CitySwitch Energy Audit Toolkits have been developed to assist energy managers effectively manage their organisation's energy usage. They provide simplified checklists to help identify actions to improve energy efficiency and develop action plans.
Lighting Audit and Lighting Control Toolkits (CitySwitch)
NABERS Energy Management Guide for Tenants (NABERS)
Whether lighting audits are done in-house or lighting specialists are used to assess your needs, energy managers will need to speak to staff about how the areas are used before making final recommendations.
The audit results will help identify solutions including reducing light levels (de-lamping) and upgrade opportunities. A lighting or energy efficiency professional can make recommendations on an appropriate lighting system design, including sensors for less frequently used areas and more advanced control options. They should be able to estimate financial and greenhouse gas savings and make recommendations for financing options.

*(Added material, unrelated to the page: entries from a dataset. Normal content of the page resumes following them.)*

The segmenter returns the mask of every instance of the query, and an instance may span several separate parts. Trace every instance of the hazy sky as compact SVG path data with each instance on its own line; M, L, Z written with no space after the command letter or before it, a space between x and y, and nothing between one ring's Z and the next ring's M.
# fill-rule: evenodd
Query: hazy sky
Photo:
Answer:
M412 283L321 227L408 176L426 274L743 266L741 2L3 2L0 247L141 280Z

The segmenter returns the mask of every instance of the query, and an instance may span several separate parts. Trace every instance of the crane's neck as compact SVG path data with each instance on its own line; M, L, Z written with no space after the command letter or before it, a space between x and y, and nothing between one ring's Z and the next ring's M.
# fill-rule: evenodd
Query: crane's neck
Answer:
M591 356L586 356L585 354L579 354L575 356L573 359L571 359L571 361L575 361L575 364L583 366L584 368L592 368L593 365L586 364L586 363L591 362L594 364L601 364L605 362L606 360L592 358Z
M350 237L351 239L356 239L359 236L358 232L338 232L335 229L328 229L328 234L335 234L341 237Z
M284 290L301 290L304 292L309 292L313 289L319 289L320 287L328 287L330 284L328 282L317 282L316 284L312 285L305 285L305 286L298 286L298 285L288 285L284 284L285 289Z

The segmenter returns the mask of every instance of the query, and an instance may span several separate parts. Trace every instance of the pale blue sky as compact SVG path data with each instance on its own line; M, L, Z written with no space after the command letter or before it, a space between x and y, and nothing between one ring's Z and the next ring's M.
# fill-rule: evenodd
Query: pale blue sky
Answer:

The NSW Office of Environment and Heritage’s Lighting Technology Report is intended to help organisations confidently approach lighting suppliers and contractors and help to build a business case by modelling annual energy savings, capital costs and payback periods and providing examples.
The calculite tool accompanying the Lighting Technology Report is an online calculator that suggests upgrades, compares options, and provides generic technical specifications to take to suppliers.